There’s a reason Arne Slot looks a bit more cautious than some of us expected. For a spell we were getting ripped straight through the middle, and you don’t fix that with vibes and a faster front three. You fix it by putting bodies in midfield and building a shape that doesn’t collapse the moment the first press gets beaten.
That’s why the switch towards three midfielders, with Wirtz involved, has made us feel more solid. Not perfect, but sturdier. The spaces are smaller, the gaps between the lines are tighter, and we’re not constantly asking centre-backs to defend transitions like they’re on an island.
Why the extra midfielder matters
The key point is balance. If you try to squeeze Wirtz into the middle and also add a natural left winger, you’re taking something away somewhere else. In theory you get more width and more one-v-one threat on that side. In practice you risk opening the centre up again, especially if the wide players don’t tuck in or if the press isn’t absolutely on it.

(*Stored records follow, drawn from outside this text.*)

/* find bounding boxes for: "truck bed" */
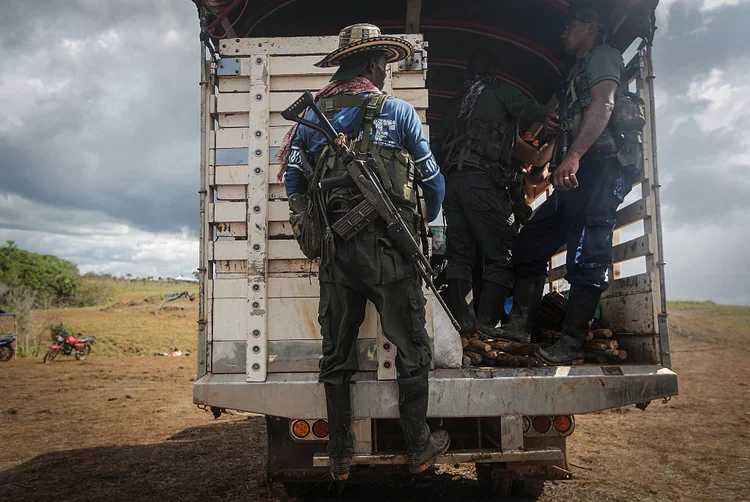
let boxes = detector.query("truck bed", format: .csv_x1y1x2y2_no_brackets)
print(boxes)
194,365,677,419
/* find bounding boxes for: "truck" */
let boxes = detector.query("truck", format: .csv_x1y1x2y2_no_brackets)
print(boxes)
191,0,677,496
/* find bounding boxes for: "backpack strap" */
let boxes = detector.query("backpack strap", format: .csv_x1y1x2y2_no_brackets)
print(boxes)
358,93,389,154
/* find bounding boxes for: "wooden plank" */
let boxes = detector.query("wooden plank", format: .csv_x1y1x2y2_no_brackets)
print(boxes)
601,273,653,300
269,183,286,200
615,199,649,229
215,165,249,185
392,88,429,109
219,34,423,58
218,112,249,128
211,240,247,261
611,234,652,264
392,72,426,89
218,77,250,93
548,264,566,283
211,278,247,299
271,74,332,92
215,260,246,277
268,276,320,298
268,200,289,222
217,93,250,114
269,240,306,260
211,202,246,223
216,128,251,149
269,108,427,128
267,298,379,340
600,292,656,334
213,298,247,341
270,55,336,76
215,222,247,238
268,259,318,274
268,221,293,237
216,185,246,201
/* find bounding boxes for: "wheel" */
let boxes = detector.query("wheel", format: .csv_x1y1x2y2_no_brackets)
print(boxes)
0,346,12,362
511,479,545,499
43,349,59,363
476,463,513,497
76,345,91,361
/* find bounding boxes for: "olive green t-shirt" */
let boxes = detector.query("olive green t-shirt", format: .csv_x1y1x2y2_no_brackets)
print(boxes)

And that’s the big reality check: that old, quick-moving, direct 4-3-3 everyone associates with peak Liverpool isn’t just a switch you flick. It’s a system built around very specific profiles and physicality. If the group you’ve got now doesn’t suit it, forcing it can make you look worse, not braver.
Wirtz on the left: spark to ghost
I’m with the view that Wirtz isn’t effective on the left. Not because he’s a bad player there, but because it blunts what makes him valuable. When he’s central and involved, he’s the one connecting things, finding little pockets, keeping the tempo alive. Move him out to the touchline and you can almost see the game pass him by.
You could see that shift when Salah came on and Wirtz was pushed left. He went from being the main spark to being anonymous. At that point, if the plan is to have a proper winger holding the width anyway, you’re thinking: why not just get Gakpo on straight away and keep the structure honest?
The bigger problem: the empty left channel
There’s another knock-on effect when Wirtz drifts: the left side can end up vacant. If your left-sided midfielder has stepped away, and your forward has wandered inside, suddenly there’s no simple out-ball and no natural angle for a pass. Those moments look small, but they add up, and you end up with that weird feeling that we need 12 players on the pitch to look balanced.
Truth is Slot is still working out the right blend for the players he’s got. The solidity is a good step. Now it’s about finding a way to keep that security without losing the best version of Wirtz in the process.